System Architecture
SYSTEM.md — 386 words
SYSTEM: HP Marginalia Platform Architecture
Purpose
A static website presenting the marginalia, scholarship, and reception
history of the 1499 Hypnerotomachia Poliphili, built from a SQLite
database via Python scripts. No framework. No server.
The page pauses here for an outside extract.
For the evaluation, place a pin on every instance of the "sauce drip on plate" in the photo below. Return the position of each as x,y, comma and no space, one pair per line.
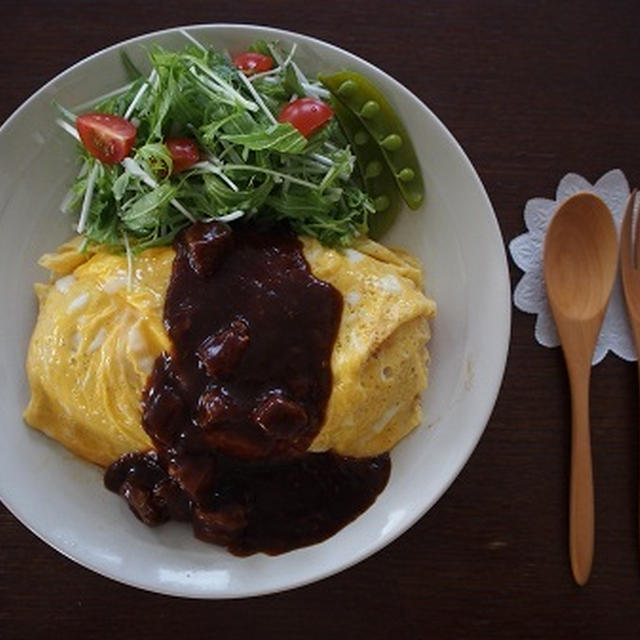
232,409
No dependencies
beyond Python standard library.
Architecture
db/hp.db (SQLite, 24 tables, schema v3)
↓
scripts/ (47 Python scripts)
↓
site/ (365 static HTML pages, deployed to GitHub Pages)
Data Flow
PDFs → pdf_to_markdown.py → md/ → chunk_documents.py → chunks/
Russell thesis → extract_references.py → dissertation_refs (282)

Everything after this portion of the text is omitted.